Comunidade armênia peregrina até exposição

FABIO CYPRIANO
DA REPORTAGEM LOCAL

Foi com o filme "Ararat" (2002) que o diretor canadense Atom Egoyan tratou de suas raízes armênias. A produção, sobre o genocídio de 1,5 milhão de armênios pelo Exército turco, entre 1915 e 1922, é exibida, hoje, na Pinacoteca do Estado, como evento paralelo à mostra "Tesouros de Etchmiadzin", que trata justamente da cultura armênia.
Não por acaso, esse percurso em busca das origens tem sido uma constante entre os visitantes da exposição.
"Vim porque meu coração mandou", afirmou, na última quinta-feira, Elizabeth Simonian, paulistana filha de armênios. Desde que foi inaugurada, no último dia 7, a mostra tornou-se um centro de peregrinação de armênios e seus descendentes, como Simonian: "Estou muito emocionada. Muito do que vejo aqui aprendi com meus pais, que chegaram em São Paulo, após o genocídio. Raízes são raízes".
Apesar de não contar com monitores, graças à visitação de descendentes de armênios, até os seguranças da exposição andam bem informados sobre o conteúdo da mostra. "Há muitas pessoas que nos contam o significado do que está exposto aqui, alguns até lêem os textos em armênio escritos em algumas peças", conta Marcelo Luiz Quatrini, um dos seguranças de "Tesouros de Etchmiadzin".
Quem se aproxima da réplica da lança que teria ferido Cristo na cruz pode ouvir de Quatrini que "a original se encontra na Armênia, de onde nunca sai, e que a peça só é exposta a cada 15 anos".
"Um dos papéis do museu é apresentar culturas diversas, distantes da nossa. Fico fascinado que, em tempos de globalização, ainda haja culturas a serem descobertas, tão singulares e específicas como a armênia", diz o diretor da Pinacoteca, Marcelo Araújo. Para ele, um dos trunfos da exposição é retratar a cultura de um grupo que vive próximo à Pinacoteca: "Essa é uma região histórica onde se instalou a comunidade armênia, suas igrejas estão por aqui, a proximidade é imediata".
Religião é, aliás, o tema central da exposição, que apresenta um conjunto de objetos litúrgicos do acervo do Museu da Santa Sé de Etchmiadzin. Sendo assim, torna-se normal que a palavra "peregrinação" seja mais do que adequada para se referir à visitação da mostra. E religiosos não faltam nessa empreitada. Agop Basmacilar, 76, arquidiácono da Igreja Apostólica Armênia, em São Paulo, visitava, pela segunda vez, a mostra, na última quarta.

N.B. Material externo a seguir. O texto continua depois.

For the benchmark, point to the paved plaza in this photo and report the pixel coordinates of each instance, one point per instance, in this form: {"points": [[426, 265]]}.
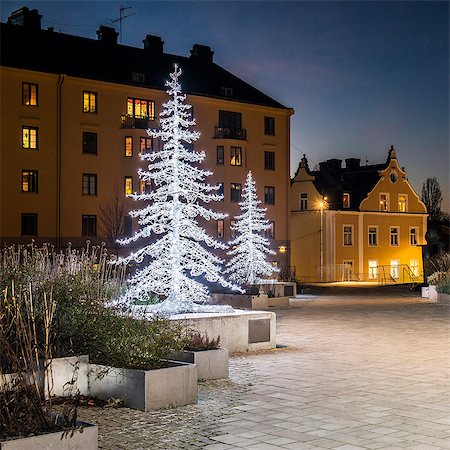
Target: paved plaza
{"points": [[357, 369]]}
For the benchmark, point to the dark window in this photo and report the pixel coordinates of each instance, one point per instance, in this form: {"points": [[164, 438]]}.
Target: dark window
{"points": [[269, 126], [127, 226], [89, 225], [220, 154], [89, 142], [141, 109], [29, 94], [270, 232], [269, 160], [30, 137], [236, 156], [235, 193], [269, 195], [89, 102], [29, 224], [231, 120], [220, 191], [89, 184], [146, 145], [29, 181], [128, 146]]}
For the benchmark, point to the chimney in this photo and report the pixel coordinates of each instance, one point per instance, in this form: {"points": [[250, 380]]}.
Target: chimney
{"points": [[352, 163], [331, 166], [202, 53], [153, 44], [107, 34], [26, 18]]}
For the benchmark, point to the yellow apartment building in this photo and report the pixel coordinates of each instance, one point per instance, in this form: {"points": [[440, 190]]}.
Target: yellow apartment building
{"points": [[356, 223], [74, 115]]}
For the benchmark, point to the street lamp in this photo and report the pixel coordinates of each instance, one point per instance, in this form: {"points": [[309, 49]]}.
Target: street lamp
{"points": [[322, 203]]}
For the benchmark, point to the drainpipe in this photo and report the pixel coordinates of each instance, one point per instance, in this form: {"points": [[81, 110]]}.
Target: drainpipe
{"points": [[58, 159]]}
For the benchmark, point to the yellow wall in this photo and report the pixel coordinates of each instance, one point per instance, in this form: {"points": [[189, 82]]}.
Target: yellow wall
{"points": [[109, 164]]}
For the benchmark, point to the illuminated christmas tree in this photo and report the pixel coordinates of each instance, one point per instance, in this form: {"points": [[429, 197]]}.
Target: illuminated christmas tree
{"points": [[248, 257], [180, 254]]}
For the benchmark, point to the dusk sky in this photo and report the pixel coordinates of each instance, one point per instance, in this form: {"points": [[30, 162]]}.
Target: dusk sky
{"points": [[361, 76]]}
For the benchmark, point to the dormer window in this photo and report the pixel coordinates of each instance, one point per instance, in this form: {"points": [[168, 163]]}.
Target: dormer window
{"points": [[346, 200]]}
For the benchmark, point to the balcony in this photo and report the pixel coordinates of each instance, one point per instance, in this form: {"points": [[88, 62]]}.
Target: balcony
{"points": [[231, 133], [141, 123]]}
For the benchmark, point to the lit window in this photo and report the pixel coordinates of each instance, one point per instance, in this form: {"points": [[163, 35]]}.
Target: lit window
{"points": [[345, 200], [128, 185], [384, 202], [29, 94], [30, 138], [269, 126], [89, 225], [373, 270], [128, 146], [269, 195], [414, 266], [220, 225], [348, 235], [236, 156], [146, 145], [270, 232], [235, 192], [89, 102], [89, 142], [303, 201], [141, 109], [373, 236], [29, 181], [220, 191], [29, 224], [269, 160], [220, 155], [413, 236], [394, 233], [402, 202], [394, 270], [89, 184]]}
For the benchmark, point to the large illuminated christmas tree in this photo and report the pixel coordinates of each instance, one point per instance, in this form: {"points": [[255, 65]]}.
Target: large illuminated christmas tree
{"points": [[248, 261], [180, 255]]}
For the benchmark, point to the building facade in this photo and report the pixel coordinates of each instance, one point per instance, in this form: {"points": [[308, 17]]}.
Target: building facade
{"points": [[74, 115], [358, 223]]}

Orgulhoso, Basmacilar contou que a trilha sonora da exposição "é a mesma que eu canto lá na igreja".
A mostra, segundo a diplomata Helena Gasparian, também descendente de armênios, foi organizada "em tempo recorde": "Nossa primeira reunião ocorreu em fevereiro. Em menos de quatro meses conseguimos montar tudo. Foi um milagre".
Em sua maioria, os imigrantes armênios chegaram ao Brasil em 1926, fugindo do genocídio. Hoje, segundo Ochin Leon Mosditchian, um dos responsáveis pela mostra, estima-se que em São Paulo vivem 50 mil descendentes. "Nós não sabíamos que tínhamos um tesouro tão valioso. Com isso, conquistamos dois benefícios: apresentar para novas gerações princípios e tradições desconhecidos e mostrar o vínculo entre arte e fé", conta Mosditchian.
Após "Ararat", o ciclo de debates paralelo à mostra segue na próxima semana, dia 25, com o tema "A Imigração Armênia no Brasil", com palestra de Sossi Amiralian; no dia 8 de junho, com "A Pintura Armênia no Século 19", que será abordada por Shahen Khachatryian, curador da mostra, e no dia 15 de junho, sobre "A Pintura Armênia no Século 20", também a ser tratada por Khachatryian. Todas as palestras são gratuitas.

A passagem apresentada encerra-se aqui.